January 3, 1999 January 6, 1999

Uncertainty 99

Location: Fort Lauderdale, FL, USA

Poster Sessions | January 4

  • Authors: Russell Almond, Research Statistics Group at Educational Testing Service (opens in new tab); Edward Herskovits, Noetic Systems, Inc.; Robert J. Mislevy, Model Based Measurement Group at Educational Testing Service; Linda Stienberg, Educational Policy Research at Educational Testing Service

    Abstract: In this paper we illustrate a simple scheme for dividing a complex Bayes network into a system model and a collection of smaller evidence models. While the system model maintains a permanent record of the state of the system of interest, the evidence models are only used momentarily to absorb evidence from specific observations or findings and then discarded. This paper describes an implementation of a system model—evidence model complex in which each system and evidence model has a separate Bayes net and Markov tree representation. As necessary, information is propagated between common Markov tree nodes of the evidence and system models. While mathematically equivalent to the full Bayes network, the system model–evidence model complex allows us to (a) separate the seldom used evidence model portions from the core system model thus reducing search and propagation time in the network and (b) easily replace the evidence models (this is particular advantageous in educational examples in which new test items are often introduced to prevent overexposure of assessment tasks).

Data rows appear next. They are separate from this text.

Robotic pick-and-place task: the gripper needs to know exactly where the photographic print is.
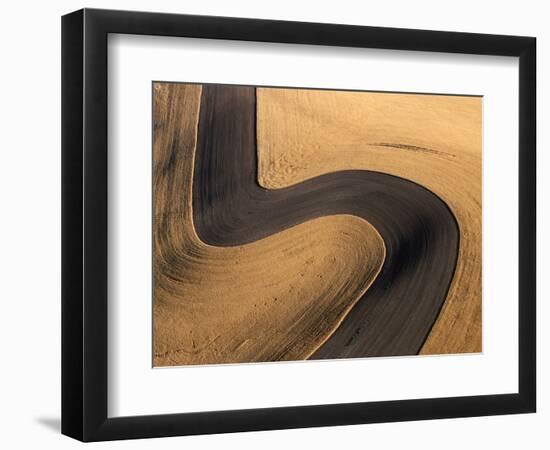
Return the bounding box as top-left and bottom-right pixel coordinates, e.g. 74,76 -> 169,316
152,82 -> 482,367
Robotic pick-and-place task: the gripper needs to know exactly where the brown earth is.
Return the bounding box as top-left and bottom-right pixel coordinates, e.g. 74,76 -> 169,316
153,83 -> 385,366
257,88 -> 482,354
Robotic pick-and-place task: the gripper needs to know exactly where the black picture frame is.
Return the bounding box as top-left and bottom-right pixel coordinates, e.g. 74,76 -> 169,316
62,9 -> 536,441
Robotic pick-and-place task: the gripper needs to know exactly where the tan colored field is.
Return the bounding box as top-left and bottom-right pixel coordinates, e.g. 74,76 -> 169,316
257,88 -> 482,354
153,84 -> 385,366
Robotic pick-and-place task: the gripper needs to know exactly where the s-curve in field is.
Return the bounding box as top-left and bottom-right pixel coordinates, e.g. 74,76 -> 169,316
153,82 -> 481,366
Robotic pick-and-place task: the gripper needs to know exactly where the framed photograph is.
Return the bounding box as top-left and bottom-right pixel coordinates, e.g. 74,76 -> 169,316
62,9 -> 536,441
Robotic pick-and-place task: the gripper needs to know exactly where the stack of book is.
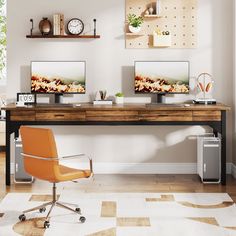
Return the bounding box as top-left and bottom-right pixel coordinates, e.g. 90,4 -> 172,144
53,14 -> 65,35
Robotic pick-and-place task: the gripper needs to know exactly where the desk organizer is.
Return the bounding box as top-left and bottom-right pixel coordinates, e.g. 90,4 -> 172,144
125,0 -> 198,49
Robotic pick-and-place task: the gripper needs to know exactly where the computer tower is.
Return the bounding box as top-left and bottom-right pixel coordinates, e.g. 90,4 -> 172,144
197,136 -> 221,183
14,140 -> 33,183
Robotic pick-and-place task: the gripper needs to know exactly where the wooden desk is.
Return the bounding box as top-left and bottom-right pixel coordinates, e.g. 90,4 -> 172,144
3,104 -> 230,185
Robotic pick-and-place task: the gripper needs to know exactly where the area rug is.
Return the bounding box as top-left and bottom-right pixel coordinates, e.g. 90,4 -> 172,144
0,190 -> 236,236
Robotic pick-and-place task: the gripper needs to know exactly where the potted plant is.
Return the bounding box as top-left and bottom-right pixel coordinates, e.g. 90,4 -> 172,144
115,93 -> 124,104
128,14 -> 143,33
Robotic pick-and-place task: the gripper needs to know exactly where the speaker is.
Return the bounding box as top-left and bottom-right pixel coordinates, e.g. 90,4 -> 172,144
197,136 -> 221,183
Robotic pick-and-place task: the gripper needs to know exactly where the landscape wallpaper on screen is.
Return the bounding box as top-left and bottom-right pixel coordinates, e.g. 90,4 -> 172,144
31,62 -> 85,93
135,62 -> 189,93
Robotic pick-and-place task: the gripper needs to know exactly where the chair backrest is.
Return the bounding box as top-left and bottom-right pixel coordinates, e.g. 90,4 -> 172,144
20,126 -> 59,182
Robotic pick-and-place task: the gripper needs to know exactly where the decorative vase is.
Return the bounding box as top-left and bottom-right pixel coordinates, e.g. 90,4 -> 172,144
39,17 -> 52,35
156,0 -> 161,16
129,25 -> 141,33
148,6 -> 154,15
115,97 -> 124,104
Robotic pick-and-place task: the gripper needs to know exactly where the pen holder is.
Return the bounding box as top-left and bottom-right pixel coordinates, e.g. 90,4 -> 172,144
197,73 -> 214,99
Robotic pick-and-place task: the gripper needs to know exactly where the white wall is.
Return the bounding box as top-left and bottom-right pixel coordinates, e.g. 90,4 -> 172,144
7,0 -> 234,171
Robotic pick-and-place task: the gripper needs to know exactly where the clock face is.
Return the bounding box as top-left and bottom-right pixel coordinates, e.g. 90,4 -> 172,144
67,18 -> 84,35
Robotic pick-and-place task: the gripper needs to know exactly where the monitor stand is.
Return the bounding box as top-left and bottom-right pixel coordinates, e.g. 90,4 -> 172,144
147,94 -> 183,107
37,93 -> 74,107
54,93 -> 63,104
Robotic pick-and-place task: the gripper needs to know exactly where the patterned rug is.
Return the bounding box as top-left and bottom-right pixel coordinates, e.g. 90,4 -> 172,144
0,193 -> 236,236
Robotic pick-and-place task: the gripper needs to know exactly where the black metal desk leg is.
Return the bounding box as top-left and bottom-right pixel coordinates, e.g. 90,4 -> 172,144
5,111 -> 11,186
221,111 -> 226,185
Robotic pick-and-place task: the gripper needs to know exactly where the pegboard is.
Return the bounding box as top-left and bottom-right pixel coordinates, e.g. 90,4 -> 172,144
125,0 -> 198,48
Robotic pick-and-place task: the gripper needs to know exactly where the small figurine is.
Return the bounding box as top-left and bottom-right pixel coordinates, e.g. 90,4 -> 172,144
30,19 -> 34,36
148,4 -> 154,15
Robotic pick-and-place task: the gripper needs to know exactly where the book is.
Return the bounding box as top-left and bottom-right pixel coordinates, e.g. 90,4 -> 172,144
53,14 -> 60,35
60,14 -> 65,35
93,100 -> 113,105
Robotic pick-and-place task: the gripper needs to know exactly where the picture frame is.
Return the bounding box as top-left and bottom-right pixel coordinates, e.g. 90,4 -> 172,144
17,93 -> 36,105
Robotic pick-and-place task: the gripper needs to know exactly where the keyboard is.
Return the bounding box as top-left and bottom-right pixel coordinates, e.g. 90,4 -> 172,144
146,103 -> 185,107
36,103 -> 76,107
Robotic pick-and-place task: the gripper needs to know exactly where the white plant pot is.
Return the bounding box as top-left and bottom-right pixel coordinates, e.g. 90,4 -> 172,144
129,25 -> 141,33
115,97 -> 124,104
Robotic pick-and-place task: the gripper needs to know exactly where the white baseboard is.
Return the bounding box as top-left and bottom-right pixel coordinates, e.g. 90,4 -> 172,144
11,162 -> 236,175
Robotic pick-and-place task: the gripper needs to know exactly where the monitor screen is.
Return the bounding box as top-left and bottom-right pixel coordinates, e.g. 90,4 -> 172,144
31,61 -> 86,94
135,61 -> 189,94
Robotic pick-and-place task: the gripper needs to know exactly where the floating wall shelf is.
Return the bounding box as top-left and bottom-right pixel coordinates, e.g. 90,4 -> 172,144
144,15 -> 162,18
26,34 -> 100,39
126,33 -> 144,37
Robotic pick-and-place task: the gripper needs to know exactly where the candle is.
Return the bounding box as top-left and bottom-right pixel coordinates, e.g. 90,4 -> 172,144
156,0 -> 161,15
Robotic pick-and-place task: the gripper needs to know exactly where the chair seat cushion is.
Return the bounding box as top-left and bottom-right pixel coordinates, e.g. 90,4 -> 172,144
57,165 -> 91,182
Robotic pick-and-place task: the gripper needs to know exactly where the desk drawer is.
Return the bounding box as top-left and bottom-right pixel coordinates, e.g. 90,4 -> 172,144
10,111 -> 35,121
36,111 -> 85,121
86,111 -> 139,121
139,111 -> 192,121
193,111 -> 221,121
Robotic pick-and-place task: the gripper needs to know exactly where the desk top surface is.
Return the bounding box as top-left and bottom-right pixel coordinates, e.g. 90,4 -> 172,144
1,103 -> 230,111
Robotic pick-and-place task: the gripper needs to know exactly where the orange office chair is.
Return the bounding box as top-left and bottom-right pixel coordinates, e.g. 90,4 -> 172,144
19,126 -> 93,228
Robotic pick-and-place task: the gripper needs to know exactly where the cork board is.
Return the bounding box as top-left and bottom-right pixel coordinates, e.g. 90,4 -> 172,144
125,0 -> 198,48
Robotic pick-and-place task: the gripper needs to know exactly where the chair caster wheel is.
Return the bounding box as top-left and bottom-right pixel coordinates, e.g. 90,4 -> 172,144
43,221 -> 50,229
75,207 -> 81,214
19,214 -> 26,221
79,216 -> 86,223
39,207 -> 46,213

  • Authors: Yung-Hsin Chien and Edward I. George, Department of MSIS at University of Texas at Austin

    Abstract: Consider the general setup where a set of items have been partially rated by a set of judges, in the sense that not every item has been rated by every judge. For this setup, we propose a Bayesian approach for the problem of predicting the missing ratings from the observed ratings. This approach incorporates similarity by assuming the set of judges can be partitioned into groups which share the same ratings probability distribution. This leads to a predictive distribution of missing ratings based on the posterior distribution of the groupings and associated ratings probabilities. Markov chain Monte Carlo methods and a hybrid search algorithm are then used to obtain predictions of the missing ratings.

  • Author: RG Cowell

    Abstract: In a companion paper (Cowell 1999), I described a method of using maximum entropy to estimate the joint probability distribution for a set of discrete variables from missing data. Here I extend the method of that paper to incorporate prior information for application to parameter learning in Bayesian networks.

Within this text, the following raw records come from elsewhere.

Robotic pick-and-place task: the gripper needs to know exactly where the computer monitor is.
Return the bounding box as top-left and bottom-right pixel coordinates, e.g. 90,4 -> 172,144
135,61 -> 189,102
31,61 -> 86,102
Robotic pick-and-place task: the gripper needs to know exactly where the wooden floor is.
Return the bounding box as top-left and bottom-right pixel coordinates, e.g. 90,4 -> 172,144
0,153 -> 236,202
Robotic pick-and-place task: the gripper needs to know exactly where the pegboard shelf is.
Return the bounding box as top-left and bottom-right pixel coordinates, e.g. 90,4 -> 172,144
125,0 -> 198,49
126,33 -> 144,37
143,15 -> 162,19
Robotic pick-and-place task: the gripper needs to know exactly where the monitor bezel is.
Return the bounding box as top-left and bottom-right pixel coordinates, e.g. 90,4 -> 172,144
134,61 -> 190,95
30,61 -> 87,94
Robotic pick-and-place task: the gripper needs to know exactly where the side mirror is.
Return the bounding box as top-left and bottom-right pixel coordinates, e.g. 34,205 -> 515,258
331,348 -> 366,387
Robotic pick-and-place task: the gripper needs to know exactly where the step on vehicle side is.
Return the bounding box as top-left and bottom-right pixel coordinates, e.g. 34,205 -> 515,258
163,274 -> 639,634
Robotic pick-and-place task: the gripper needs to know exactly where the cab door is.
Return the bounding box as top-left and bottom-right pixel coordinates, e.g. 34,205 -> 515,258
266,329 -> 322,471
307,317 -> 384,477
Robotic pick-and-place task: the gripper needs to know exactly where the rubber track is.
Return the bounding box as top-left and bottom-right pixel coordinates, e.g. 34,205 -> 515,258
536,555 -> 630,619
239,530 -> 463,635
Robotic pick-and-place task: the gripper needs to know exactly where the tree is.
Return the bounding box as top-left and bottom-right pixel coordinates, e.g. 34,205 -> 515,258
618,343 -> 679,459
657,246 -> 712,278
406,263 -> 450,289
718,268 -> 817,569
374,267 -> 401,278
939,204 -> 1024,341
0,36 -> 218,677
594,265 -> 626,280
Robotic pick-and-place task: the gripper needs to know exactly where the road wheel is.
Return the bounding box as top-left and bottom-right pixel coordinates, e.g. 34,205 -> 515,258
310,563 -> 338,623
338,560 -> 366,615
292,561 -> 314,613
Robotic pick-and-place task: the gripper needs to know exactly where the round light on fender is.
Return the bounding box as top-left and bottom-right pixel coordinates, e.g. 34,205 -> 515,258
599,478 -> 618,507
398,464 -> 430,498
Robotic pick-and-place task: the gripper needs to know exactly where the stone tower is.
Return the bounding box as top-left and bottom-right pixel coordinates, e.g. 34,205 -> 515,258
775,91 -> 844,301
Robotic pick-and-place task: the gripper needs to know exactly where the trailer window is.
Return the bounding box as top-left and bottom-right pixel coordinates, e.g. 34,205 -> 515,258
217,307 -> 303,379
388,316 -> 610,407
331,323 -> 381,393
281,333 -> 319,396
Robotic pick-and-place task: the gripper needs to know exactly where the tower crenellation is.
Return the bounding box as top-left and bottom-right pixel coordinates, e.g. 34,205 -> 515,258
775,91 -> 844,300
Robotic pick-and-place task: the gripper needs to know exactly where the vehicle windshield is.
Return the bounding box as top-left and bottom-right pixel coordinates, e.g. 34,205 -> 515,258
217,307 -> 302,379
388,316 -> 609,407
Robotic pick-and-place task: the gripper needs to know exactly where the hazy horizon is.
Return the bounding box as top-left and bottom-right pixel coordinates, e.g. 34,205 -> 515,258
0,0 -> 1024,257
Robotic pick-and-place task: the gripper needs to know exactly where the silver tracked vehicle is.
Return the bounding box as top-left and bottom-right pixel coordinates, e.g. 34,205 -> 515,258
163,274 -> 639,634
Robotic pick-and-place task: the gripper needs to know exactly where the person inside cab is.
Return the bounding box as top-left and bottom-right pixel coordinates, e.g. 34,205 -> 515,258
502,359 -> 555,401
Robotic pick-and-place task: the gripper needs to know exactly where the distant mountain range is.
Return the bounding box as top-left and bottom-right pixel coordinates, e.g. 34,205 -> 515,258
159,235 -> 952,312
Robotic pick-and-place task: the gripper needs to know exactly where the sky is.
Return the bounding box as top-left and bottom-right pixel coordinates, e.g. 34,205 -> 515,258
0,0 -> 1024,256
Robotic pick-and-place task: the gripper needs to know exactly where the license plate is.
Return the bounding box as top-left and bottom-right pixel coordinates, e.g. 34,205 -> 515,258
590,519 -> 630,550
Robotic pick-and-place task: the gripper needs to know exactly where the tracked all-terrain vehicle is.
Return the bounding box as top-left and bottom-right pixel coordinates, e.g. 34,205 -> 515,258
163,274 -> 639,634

  • Authors: Nir Friedman (opens in new tab)Institute of Computer Science (opens in new tab) at Hebrew University; Moises Goldszmidt, SRI International; Abraham Wyner, Department of Statistics at Wharton School

    Abstract: In the context of learning Bayesian networks from data, very little work has been published on methods for assessing the quality of an induced model. This issue, however, has received a great deal of attention in the statistics literature. In this paper, we take a well-known method from statistics, Efron’s Bootstrap, and examine its applicability for assessing a confidence measure on features of the learned network structure. We also compare this method to assessments based on a practical realization of the Bayesian methodology.

  • Authors: Daniela Golinelli and David Madigan, Department of Statistics (opens in new tab) at University of Washington and Guido Consonni, Dip. di Economia e Metodi Quantitativi at Universita’ di Pavia

    Abstract: The simplest method proposed by Spiegelhalter and Lauritzen (1990) to perform quantitative learning in ADG presents a potential weakness: the local independence assumption. We propose to alleviate this problem through the use of Hierarchical Partition Models. Our approach is compared with the previous one from an interpretative and predictive point of view.

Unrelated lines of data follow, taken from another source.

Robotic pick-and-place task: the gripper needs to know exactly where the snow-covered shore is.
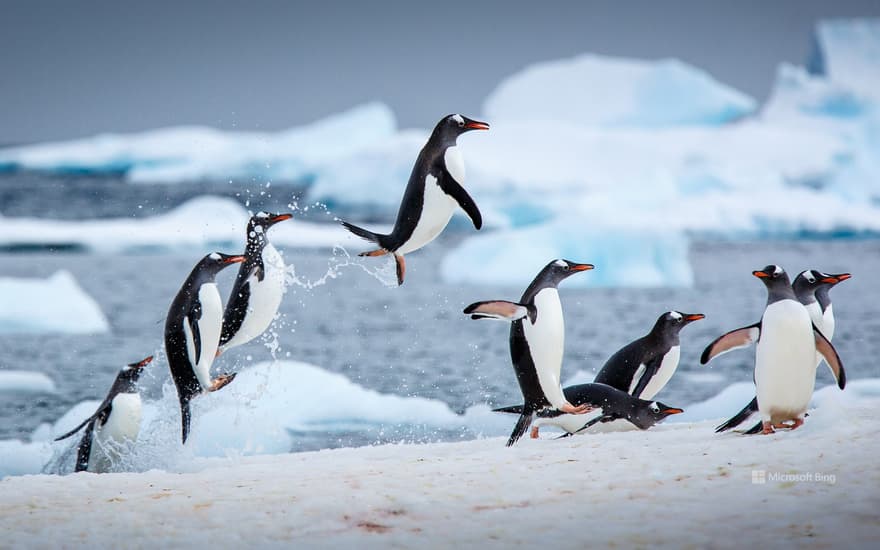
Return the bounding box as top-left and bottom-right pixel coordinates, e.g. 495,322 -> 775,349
0,398 -> 880,548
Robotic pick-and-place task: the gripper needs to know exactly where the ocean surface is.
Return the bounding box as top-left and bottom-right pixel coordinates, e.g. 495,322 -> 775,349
0,175 -> 880,458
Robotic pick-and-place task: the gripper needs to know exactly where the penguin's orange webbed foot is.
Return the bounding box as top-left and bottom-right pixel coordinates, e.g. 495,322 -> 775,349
208,372 -> 237,392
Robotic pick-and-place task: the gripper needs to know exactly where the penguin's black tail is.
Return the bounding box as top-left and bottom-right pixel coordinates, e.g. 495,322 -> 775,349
492,405 -> 523,414
507,408 -> 535,447
715,397 -> 758,433
342,221 -> 387,248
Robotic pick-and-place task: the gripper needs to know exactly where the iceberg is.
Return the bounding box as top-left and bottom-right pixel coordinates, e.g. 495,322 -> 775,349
0,196 -> 374,253
0,374 -> 58,394
483,54 -> 756,128
0,270 -> 110,334
0,103 -> 396,183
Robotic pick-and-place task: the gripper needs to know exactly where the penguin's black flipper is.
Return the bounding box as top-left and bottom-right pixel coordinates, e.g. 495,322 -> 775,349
630,355 -> 663,397
440,174 -> 483,229
507,411 -> 534,447
73,420 -> 95,472
464,300 -> 538,323
700,321 -> 761,365
813,325 -> 846,389
715,397 -> 758,433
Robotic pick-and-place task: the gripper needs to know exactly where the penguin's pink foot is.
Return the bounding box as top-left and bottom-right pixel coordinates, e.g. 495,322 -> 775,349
208,372 -> 237,392
559,403 -> 593,414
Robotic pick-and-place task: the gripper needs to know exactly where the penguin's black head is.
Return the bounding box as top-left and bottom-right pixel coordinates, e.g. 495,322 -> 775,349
537,260 -> 594,286
247,212 -> 293,241
654,311 -> 706,336
632,399 -> 684,430
432,114 -> 489,143
116,355 -> 153,393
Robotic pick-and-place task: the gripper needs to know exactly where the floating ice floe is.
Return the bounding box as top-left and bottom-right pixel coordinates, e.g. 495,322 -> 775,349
0,270 -> 110,334
0,103 -> 396,182
0,196 -> 374,253
0,374 -> 57,394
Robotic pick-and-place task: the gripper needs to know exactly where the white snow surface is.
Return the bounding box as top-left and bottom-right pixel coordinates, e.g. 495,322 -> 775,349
0,369 -> 58,394
0,270 -> 110,334
0,195 -> 376,252
0,380 -> 880,548
483,54 -> 756,127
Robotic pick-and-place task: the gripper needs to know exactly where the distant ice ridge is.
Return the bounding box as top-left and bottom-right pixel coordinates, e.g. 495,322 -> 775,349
0,270 -> 110,336
0,103 -> 397,182
0,196 -> 374,253
483,54 -> 756,127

  • Authors: Keith Humphreys and D.M. Titterington, Department of Statistics (opens in new tab) at University of Glasgow

    Abstract: Exact inference for Boltzmann machines is computationally expensive. One approach to improving tractability is to approximate the gradient algorithm. We describe a new way of doing this which is based on Bahadur’s representation of the multivariate binary distribution (Bahadur, 1961). We compare the approach, for networks with no unobserved variable, to the “mean field” approximation of Peterson and Anderson (1987) and the approach of Kappen and Rodriguez (1998), which is based on the linear response theorem. We also investigate the use of the pairwise association cluster method (Tanaka and Morita, 1995).

  • Author: David Jensen

    Abstract: Many data sets can be represented naturally as collections of linked objects. For example, document collections can be represented as documents (nodes) connected by citations and hypertext references (links). Similarly, organizations can be represented as people (nodes) connected reporting relationships, social relationships, and communication patterns (links).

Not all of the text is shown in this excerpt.